First lets plot propensity scores:
library(ggplot2)
smallText <- theme(legend.title = element_text(size=8),
legend.text=element_text(size=8),
title = element_text(size=8),
axis.title.x = element_text(size=8),
axis.title.y = element_text(size=8))
## Plot propensity scores ggplot in BentoBox
propensityPlot <-
plotPropensity(mgr, sets=c('f','m','p')) +
smallText +
theme(legend.key.size = unit(0.5, 'lines'),
title = element_blank())
bbPlotGG(plot = propensityPlot,
x = 1, y = 4.5, width = 2.5, height = 1.5,
just = c("left", "top"))
## Text labels
bbPlotText(label = "plotPropensity()",
x = 1.10, y = 4.24,
just = c("left", "bottom"),
fontface = "bold",
fontfamily = 'mono')
bbPlotText(label = "~color + length",
x = 1.25, y = 4.5,
just = c("left", "bottom"),
fontsize = 10,
fontfamily = "mono")
plotting color and length covariates:
## Plot "color" covariate
covColor <-
plotCovariate(x=mgr, covar=covariates(mgr)[1], sets=c('f','m','p')) +
smallText +
theme(legend.text = element_blank(),
legend.position = 'none')
bbPlotGG(plot = covColor,
x = 3.50, y = 4.5, width = 1.8, height = 1.5,
just = c("left", "top"))
## Plot "length" covariate
covLength <-
plotCovariate(x=mgr, covar=covariates(mgr)[2], sets=c('f','m','p'))+
smallText +
theme(legend.key.size = unit(0.5, 'lines'))

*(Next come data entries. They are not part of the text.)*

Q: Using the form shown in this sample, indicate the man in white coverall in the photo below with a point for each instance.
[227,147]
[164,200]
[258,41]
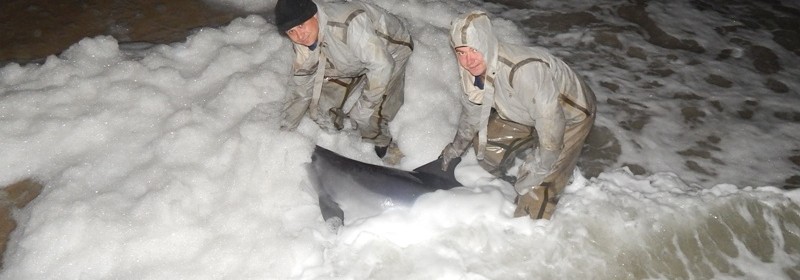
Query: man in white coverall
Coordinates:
[350,60]
[519,101]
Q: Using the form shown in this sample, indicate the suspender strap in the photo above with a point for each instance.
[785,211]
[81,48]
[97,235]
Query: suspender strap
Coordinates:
[356,13]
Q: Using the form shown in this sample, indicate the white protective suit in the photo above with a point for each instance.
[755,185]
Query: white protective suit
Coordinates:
[367,48]
[528,86]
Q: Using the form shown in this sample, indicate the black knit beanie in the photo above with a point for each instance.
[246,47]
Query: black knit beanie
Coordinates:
[291,13]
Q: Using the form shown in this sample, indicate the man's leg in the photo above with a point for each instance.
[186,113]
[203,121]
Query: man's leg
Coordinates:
[378,131]
[505,140]
[541,201]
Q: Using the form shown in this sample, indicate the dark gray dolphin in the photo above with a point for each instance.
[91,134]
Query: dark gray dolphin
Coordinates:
[360,189]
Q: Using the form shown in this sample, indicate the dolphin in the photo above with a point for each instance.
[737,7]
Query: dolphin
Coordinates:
[361,189]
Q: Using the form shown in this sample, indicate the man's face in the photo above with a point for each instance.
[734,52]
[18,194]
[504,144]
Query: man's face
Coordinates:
[471,60]
[306,33]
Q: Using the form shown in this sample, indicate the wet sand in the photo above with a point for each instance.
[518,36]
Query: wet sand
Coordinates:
[34,29]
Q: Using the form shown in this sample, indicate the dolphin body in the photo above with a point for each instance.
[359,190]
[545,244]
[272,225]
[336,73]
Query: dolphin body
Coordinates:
[362,189]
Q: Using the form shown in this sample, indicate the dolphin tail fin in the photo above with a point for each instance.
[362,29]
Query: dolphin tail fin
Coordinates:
[433,175]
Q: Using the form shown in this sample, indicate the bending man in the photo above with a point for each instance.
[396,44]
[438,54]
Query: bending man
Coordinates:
[350,60]
[519,101]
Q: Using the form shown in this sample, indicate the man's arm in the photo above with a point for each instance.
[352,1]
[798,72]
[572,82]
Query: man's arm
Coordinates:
[550,123]
[301,85]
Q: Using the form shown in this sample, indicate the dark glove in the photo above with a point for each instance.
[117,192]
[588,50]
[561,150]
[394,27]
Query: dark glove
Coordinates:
[448,154]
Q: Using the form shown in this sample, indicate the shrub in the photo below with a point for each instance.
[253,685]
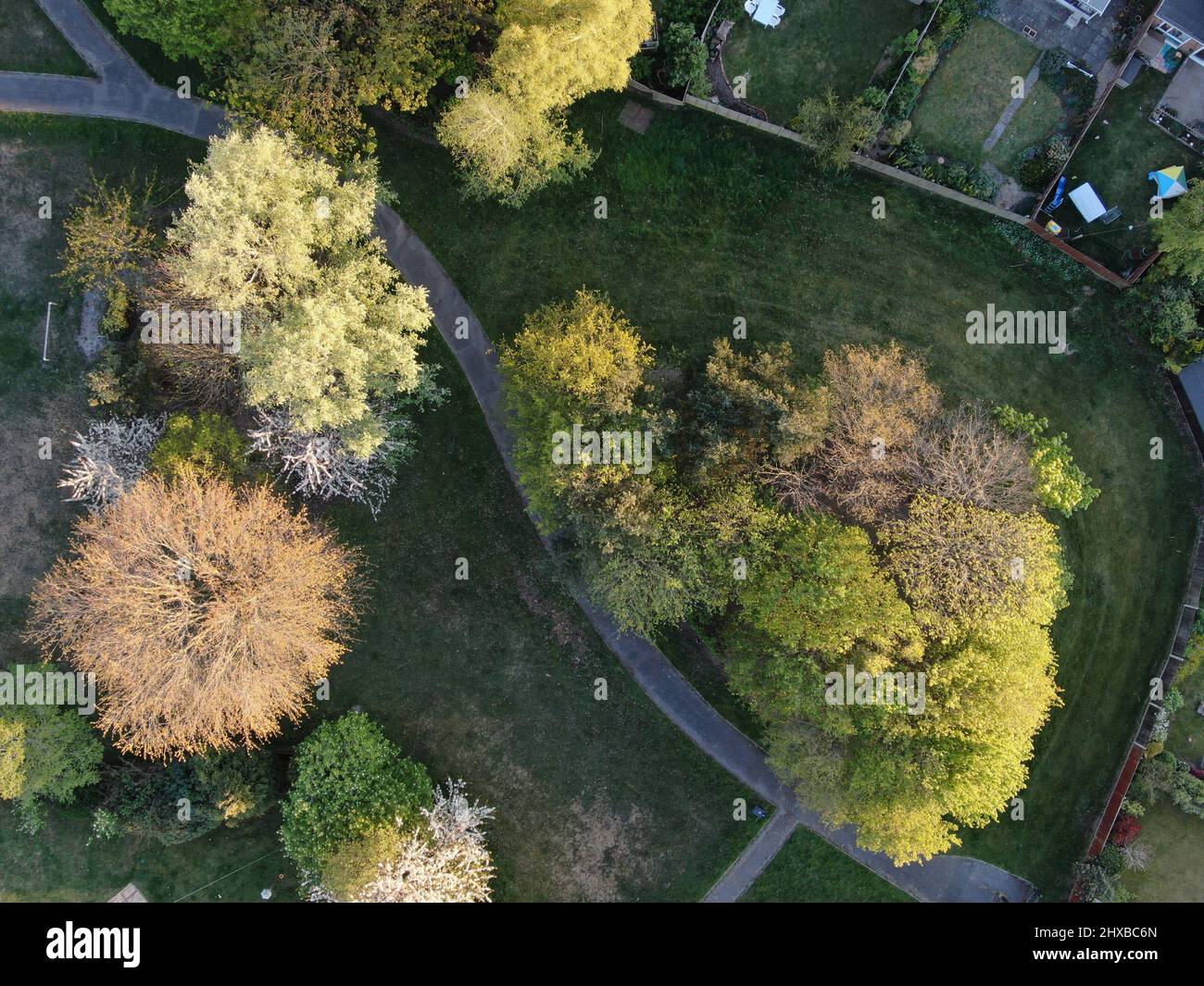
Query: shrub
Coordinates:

bbPlotGG(plot = covLength,
x = 5.30, y = 4.5, width = 2.75, height = 1.5,
just = c("left", "top"))
## Text labels
bbPlotText(label = "plotCovariate()",
x = 3.75,
y = 4.24,
just = c("left", "bottom"),
fontface = "bold",
fontfamily = "mono")
bbPlotText(label = covariates(mgr),
x = c(4, 5.9),
y = 4.5,
just = c("left", "bottom"),
fontsize = 10,
fontfamily = "mono")
When the plot is finished you can remove the page guides:


And now your plot is publication-ready!